Savvas Papaioannou,Panayiotis Kolios,Christos G. Panayiotou,Marios M. Polycarpou
Abstract:In the rapidly changing environments of disaster response, planning and decision-making for autonomous agents involve complex and interdependent choices. Although recent advancements have improved traditional artificial intelligence (AI) approaches, they often struggle in such settings, particularly when applied to agents operating outside their well-defined training parameters. To address these challenges, we propose an attention-based cognitive architecture inspired by Dual Process Theory (DPT). This framework integrates, in an online fashion, rapid yet heuristic (human-like) responses (System 1) with the slow but optimized planning capabilities of machine intelligence (System 2). We illustrate how a supervisory controller can dynamically determine in real-time the engagement of either system to optimize mission objectives by assessing their performance across a number of distinct attributes. Evaluated for trajectory planning in dynamic environments, our framework demonstrates that this synergistic integration effectively manages complex tasks by optimizing multiple mission objectives.
What problem does this paper attempt to address?
The problem that this paper attempts to solve is how to plan and make decisions for autonomous agents (such as drones) in dynamic and unpredictable environments in disaster response scenarios. Specifically, the research aims to address the following challenges:
1. **Complex and interdependent choices**: In a rapidly changing disaster environment, planning and decision - making involve complex and interdependent choices.
2. **Operations beyond the scope of training parameters**: Traditional AI methods usually encounter difficulties when applied to agents that are beyond their well - defined training parameter ranges.
To address these challenges, the authors propose a cognitive architecture based on the attention mechanism, which is inspired by the Dual Process Theory (DPT). This framework integrates the fast but heuristic human - like response (System 1) with the slow but optimized machine - intelligence planning ability (System 2) online. By evaluating the performance of the two systems, the supervisory controller can dynamically determine in real - time which system to use to optimize the task objective.
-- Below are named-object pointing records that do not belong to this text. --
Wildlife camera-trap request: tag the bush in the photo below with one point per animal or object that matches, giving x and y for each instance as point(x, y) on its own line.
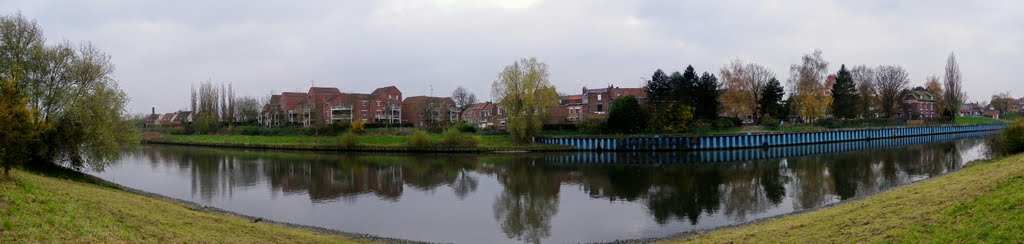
point(420, 139)
point(725, 122)
point(770, 123)
point(1010, 140)
point(627, 116)
point(592, 126)
point(466, 127)
point(454, 137)
point(348, 140)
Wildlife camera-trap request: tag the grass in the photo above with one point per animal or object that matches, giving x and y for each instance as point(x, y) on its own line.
point(37, 208)
point(977, 120)
point(982, 203)
point(486, 141)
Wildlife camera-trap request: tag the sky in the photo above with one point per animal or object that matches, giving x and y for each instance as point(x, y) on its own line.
point(425, 47)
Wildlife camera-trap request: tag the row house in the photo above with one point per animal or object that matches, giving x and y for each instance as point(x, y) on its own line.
point(429, 111)
point(592, 104)
point(484, 115)
point(383, 106)
point(920, 104)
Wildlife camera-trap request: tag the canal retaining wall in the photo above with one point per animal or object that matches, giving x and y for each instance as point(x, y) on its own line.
point(751, 140)
point(723, 156)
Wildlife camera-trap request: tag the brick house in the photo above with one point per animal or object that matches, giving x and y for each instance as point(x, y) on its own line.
point(429, 111)
point(920, 104)
point(271, 114)
point(484, 115)
point(381, 106)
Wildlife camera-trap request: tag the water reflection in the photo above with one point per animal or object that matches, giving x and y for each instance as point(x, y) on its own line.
point(526, 192)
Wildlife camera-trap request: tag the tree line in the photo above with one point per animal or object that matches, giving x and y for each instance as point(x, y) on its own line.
point(59, 105)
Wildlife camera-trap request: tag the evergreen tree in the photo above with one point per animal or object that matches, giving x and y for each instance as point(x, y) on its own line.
point(771, 98)
point(844, 95)
point(658, 88)
point(627, 116)
point(706, 94)
point(683, 87)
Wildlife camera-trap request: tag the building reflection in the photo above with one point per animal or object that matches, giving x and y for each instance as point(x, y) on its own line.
point(677, 189)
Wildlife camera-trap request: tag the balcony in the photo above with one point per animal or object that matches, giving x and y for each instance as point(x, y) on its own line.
point(342, 107)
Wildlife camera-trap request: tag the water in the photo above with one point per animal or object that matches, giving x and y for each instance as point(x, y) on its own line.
point(553, 198)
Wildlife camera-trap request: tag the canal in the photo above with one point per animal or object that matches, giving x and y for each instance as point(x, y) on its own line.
point(557, 198)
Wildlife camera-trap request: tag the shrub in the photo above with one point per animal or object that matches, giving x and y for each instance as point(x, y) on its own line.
point(627, 116)
point(454, 137)
point(419, 139)
point(723, 123)
point(358, 127)
point(466, 127)
point(591, 126)
point(770, 123)
point(348, 140)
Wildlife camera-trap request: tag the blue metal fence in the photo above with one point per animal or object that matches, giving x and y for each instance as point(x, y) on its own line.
point(753, 140)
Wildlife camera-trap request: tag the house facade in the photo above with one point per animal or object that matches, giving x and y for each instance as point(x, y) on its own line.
point(920, 104)
point(429, 111)
point(484, 115)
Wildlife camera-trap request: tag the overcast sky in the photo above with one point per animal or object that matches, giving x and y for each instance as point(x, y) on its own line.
point(161, 47)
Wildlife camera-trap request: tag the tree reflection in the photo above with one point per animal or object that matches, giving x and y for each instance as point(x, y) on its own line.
point(529, 201)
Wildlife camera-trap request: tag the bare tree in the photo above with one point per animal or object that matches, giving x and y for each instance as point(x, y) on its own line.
point(890, 80)
point(743, 85)
point(812, 98)
point(954, 94)
point(463, 98)
point(864, 77)
point(934, 86)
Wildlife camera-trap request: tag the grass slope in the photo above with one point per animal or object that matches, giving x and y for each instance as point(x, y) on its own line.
point(983, 202)
point(36, 208)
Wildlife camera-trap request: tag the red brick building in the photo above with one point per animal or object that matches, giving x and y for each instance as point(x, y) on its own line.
point(484, 115)
point(429, 111)
point(920, 104)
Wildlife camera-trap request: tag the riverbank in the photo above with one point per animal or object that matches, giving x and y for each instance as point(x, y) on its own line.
point(365, 144)
point(41, 208)
point(981, 202)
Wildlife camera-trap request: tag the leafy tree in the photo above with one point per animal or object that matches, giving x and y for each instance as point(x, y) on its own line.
point(890, 81)
point(954, 95)
point(771, 98)
point(627, 116)
point(844, 95)
point(658, 88)
point(706, 94)
point(811, 96)
point(76, 106)
point(526, 95)
point(16, 131)
point(683, 86)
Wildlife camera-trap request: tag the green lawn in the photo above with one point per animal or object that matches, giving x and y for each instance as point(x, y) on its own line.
point(977, 120)
point(981, 203)
point(43, 209)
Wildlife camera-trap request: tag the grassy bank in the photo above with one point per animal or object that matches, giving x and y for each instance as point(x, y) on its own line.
point(983, 202)
point(372, 143)
point(36, 208)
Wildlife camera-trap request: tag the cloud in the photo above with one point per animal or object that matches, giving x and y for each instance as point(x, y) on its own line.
point(162, 47)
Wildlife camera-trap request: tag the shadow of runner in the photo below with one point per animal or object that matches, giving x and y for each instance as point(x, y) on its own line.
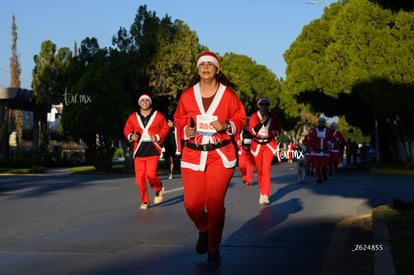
point(258, 231)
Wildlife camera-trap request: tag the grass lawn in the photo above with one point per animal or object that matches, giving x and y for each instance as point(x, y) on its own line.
point(401, 230)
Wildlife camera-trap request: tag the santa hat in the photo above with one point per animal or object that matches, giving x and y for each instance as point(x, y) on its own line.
point(262, 99)
point(322, 118)
point(208, 57)
point(145, 96)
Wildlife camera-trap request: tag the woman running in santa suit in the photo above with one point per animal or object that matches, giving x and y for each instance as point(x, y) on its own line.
point(207, 116)
point(265, 127)
point(246, 159)
point(147, 128)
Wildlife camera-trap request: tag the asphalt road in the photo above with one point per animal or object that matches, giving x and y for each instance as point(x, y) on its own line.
point(63, 224)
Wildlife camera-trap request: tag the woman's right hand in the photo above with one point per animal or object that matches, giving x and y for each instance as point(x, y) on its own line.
point(190, 131)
### Specific problem description
The specific problem statement in the paper focuses on how to guide an Unmanned Aerial Vehicle (UAV) with shared autonomy to search for survivors in remote forest areas affected by wildfires. The goal of the drone is to reach the predetermined target area while avoiding the fire lines along the path. Suppose there is a Disaster Early Warning System (EWS), which is equipped with various sensors and data sources (such as weather stations and satellite images), providing real - time alerts and predicting the spread of fire lines. Therefore, the team's task is to design a drone trajectory that can not only reach the target area but also safely traverse the dynamic disaster environment.
The drone is designed to operate in two modes:
- **Semi - autonomous mode (System 1)**: It responds quickly but lacks optimization for task completion time, drone battery life, and energy consumption.
- **Autonomous mode (System 2)**: It uses an optimal controller to calculate control inputs to optimize task completion time or the drone's energy consumption, taking into account the drone's dynamics and fire line conditions.
### Problem formulation
The paper proposes a cognitive controller to solve the above problems, which is formulated as follows:
\[
(P1) \quad \text{Cognitive Controller}
\]
\[
\min_{\{u_{t+\tau|t}, x_{t+\tau|t}, S_t\}_{\tau = 1}^T} F_t(X_T, U_T, S_t),
\]
\[
\text{subject to: }
\begin{cases}
x_{t+\tau|t}=\Phi x_{t+\tau - 1|t}+\Gamma u_{t+\tau|t} & (\tau\in[1,..,T]) \\
x_{t|t}=x_{t|t - 1} \\
x_p^{t+\tau|t}\notin\Delta(C_i^{1:t}) & \forall i \\
\Psi_t = g(\Psi_{t - 1}, A_t) \\
S_t=\arg\max_{i\in\{1,2\}}\Psi_t(i) \\
x_{t+\tau|t}\in X, u_{t+\tau|t}\in U, i\in\{1,..,N_t\}
\end{cases}
\]
Here, $X_T=\{x_{t+\tau|t}\}_{\tau = 1}^T$ and $U_T=\{u_{t+\tau|t}\}_{\tau = 1}^T$ represent the state and control input sequences respectively, and $S_t\in\{1,2\}$ represents the active system (i.e., System 1 or System 2) selected by the supervisory controller. The objective function $F_t(·, S_t)$ depends on the active system $S_t$ and involves one of the following objectives:
- System response time
- Estimated task completion time
- Energy efficiency
The constraints ensure the dynamic limitations of the drone, avoidance of fire lines, and the system switching logic.